X-Scale has joined ##openfpga
emeb has joined ##openfpga
rohitksingh has joined ##openfpga
<daveshah> whitequark: yeah, there is one DELAY block per IO with separate control set from all other DELAYs
<daveshah> The only limitation is you can't have both an input and an output delay on the same pin
<whitequark> but this applies to both DELAYF and DELAYG, right?
<daveshah> Both types can be mixed freely and there's no control block, unlike Xilinx
<daveshah> Yes
<whitequark> ack
<whitequark> xilinx has a control block?
<tnt> IDELAYCTRL
<whitequark> how does it work? i can't quite grasp it
<tnt> you just feed it a 200 MHz clock that some internal logic will use to calibrate the delay taps.
<G33KatWork> instantiate one per IO bank, supply refclk, use ODELAY and IDELAY on that bank. The delay taps are tied to the reference clock of course and there are some restrictions what reference clocks you can supply based on the speed grade. at least that was the case for me when I used it on a zynq
<tnt> you need a proper rst to it when the clock is stable and it will assert rdy when it's all ready to process the IO delay commands.
<whitequark> how do you associate it to IO bank?
<tnt> location constraint in the UCF for instance
<whitequark> so you have to propagate its name to UCF? gross
<tnt> well I think you can also use attributes on the instance.

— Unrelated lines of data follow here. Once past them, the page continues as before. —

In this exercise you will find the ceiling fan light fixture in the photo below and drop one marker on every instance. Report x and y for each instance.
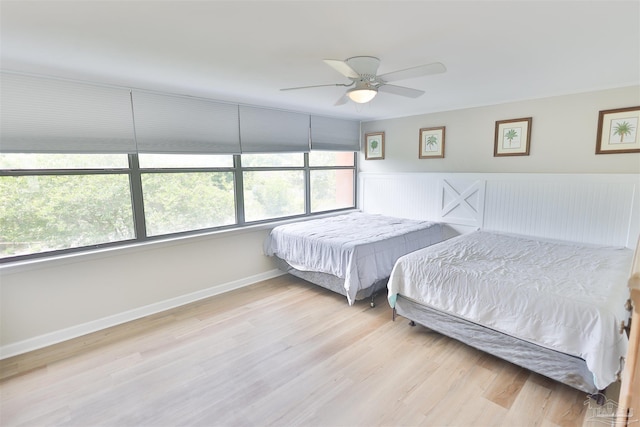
(362, 95)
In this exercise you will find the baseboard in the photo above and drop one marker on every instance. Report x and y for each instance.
(56, 337)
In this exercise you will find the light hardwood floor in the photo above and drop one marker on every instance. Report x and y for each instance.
(281, 352)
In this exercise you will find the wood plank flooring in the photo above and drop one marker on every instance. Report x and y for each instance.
(278, 353)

<tnt> (* LOC="..." *) IIRC for Xilinx.
<whitequark> ah
<whitequark> hmm
<tnt> you might need a big table with io->pin to IODELAYCTRL location for every xilinx device though ...
<whitequark> that's kinda really annoying
<whitequark> but i guess i can always punt to the user
<whitequark> the clock needs to be specified manually anyway...

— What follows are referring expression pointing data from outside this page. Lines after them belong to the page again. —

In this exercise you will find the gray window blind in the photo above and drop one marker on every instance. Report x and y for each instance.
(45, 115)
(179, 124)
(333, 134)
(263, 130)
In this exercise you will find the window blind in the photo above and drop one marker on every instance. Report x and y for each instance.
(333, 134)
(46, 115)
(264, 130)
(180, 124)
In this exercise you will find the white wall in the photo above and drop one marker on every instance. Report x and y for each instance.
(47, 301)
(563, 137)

<whitequark> does IDELAYCTRL clock need to relate to IO clock?
<G33KatWork> seems not to be the case. At least I can't find anything in the documentation
<whitequark> wait, the clock freq is fixed?

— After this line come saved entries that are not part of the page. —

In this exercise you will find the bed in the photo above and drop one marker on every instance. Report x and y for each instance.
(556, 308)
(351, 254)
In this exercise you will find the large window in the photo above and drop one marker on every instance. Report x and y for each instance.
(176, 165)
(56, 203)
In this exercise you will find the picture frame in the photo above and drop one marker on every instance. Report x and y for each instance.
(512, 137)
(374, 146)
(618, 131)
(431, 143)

<whitequark> so why can't i justisntantiate all of them?
<whitequark> power?
<tnt> you can. I'm pretty sure I've done it in the past.
rohitksingh has quit [Ping timeout: 244 seconds]
<emeb> tnt: hilarious how much up5k can be overclocked - mangling your riscv-usb project to learn and got PLL feedback divider wrong for my board. Was running it @ 1.5x faster than timing expected and it still worked fine.
<tnt> emeb: yeah, something I still have to measure is how much the timing estimate from nextpnr match the real max freq. Not sure how to do that meaningfully though.
<whitequark> does nextpnr do pvt corners?
<emeb> tnt: was it you who posted analysis of speed vs Vcore recently?
<emeb> showed nice linear relation IIRC.
<tnt> yes
<tnt> but that doesn't really tell anything wrt to nextpnr timing model vs reality.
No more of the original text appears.